Technology has created more insecurity, fear, anxiety, obsessive, and dependent behaviors in athletes. The constant data feedback can be tough on your psyche. Instead of listening to your body and drawing conclusions based on how you feel and your perception, you are adding a quantifiable variable that you have naturally attached value to. XX- means you are doing well while XX means you are doing poorly. When we trigger the narrative that we are doing poorly we are more likely to continue to play out that narrative. We are doing this instead of correcting or writing a more positive narrative.
The beliefs we attach to metrics can undermine our ability to perform. How does this happen? This occurs because we are not getting the feedback that we have determined to be necessary to reach our goals. We even see this manifest in athletes limiting their potential because they don’t have access to a certain technology. For example, “I don’t have form goggles to practice with so I will never be that good of a swimmer.”
Being aware of our thoughts, beliefs, feelings, and behaviors that are connected devices is important. Those reactions can be to both use and non-use of technology. A good place to start is with a two-week experiment. The first week use all the technology you normally would. Keep a training journal that includes both quantitative and qualitative data.
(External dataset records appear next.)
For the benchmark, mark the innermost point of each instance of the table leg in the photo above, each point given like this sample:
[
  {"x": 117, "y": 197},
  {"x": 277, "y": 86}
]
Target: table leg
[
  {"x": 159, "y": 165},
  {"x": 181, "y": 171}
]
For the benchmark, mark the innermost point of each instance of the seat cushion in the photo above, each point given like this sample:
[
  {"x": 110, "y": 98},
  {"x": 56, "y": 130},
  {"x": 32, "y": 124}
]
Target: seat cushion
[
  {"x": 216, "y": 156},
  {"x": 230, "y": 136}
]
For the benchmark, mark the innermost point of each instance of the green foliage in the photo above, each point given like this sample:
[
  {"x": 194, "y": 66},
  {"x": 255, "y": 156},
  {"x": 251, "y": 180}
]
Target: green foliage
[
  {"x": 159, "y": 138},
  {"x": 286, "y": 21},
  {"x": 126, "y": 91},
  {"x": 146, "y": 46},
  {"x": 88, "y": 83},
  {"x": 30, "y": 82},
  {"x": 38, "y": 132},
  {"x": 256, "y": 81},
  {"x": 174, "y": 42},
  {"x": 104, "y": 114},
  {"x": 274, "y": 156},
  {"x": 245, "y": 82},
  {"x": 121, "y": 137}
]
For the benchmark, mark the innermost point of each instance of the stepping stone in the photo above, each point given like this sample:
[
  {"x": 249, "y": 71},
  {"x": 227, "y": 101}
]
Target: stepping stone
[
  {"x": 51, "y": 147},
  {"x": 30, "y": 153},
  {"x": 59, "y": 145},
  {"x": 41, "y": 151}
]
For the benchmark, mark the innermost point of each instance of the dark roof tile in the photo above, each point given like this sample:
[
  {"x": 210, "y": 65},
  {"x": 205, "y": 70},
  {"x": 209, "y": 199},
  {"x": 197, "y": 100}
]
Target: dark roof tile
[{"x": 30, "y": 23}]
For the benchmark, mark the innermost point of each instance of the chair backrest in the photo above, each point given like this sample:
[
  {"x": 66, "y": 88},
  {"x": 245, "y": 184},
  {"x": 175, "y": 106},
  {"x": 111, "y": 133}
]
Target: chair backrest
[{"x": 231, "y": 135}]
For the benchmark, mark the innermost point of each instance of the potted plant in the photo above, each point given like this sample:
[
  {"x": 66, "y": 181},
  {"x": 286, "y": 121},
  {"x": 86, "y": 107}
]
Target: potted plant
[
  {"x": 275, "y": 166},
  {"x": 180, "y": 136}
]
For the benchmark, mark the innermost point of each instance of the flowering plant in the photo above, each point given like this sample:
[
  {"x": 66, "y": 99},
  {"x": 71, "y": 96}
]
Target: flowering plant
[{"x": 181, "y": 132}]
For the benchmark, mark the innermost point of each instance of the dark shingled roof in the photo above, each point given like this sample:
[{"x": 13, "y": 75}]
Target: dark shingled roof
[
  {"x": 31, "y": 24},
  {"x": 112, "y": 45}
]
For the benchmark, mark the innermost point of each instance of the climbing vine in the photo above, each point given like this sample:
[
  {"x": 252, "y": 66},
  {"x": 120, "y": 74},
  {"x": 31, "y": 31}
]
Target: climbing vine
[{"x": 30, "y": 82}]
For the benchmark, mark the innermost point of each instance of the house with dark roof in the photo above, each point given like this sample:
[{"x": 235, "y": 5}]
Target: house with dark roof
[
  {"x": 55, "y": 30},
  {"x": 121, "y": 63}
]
Take note of patterns of thoughts, beliefs, feelings, and behaviors.
The next week abstain from some or all of your endurance sports training technology. Again, keep a training journal of data this time more focused on the qualitative data and take note of patterns. Finally, compare the two and look for similarities and differences in patterns. Based on the data gathered consider making adjustments to your technology use and consumption. Examples of tweaks to data use could be looking at it once a month or removing some metrics. You can also do your workouts without fancy gear.
Getting curious about technology and its impact on your psychology is critical. You want to make sure you’re helping your performance and not hurting it. Be aware of how technology is helping you and pivot away from the areas that it is hindering your growth. Remember that the best athletes are the happiest athletes so choose technologies that make you a happier athlete!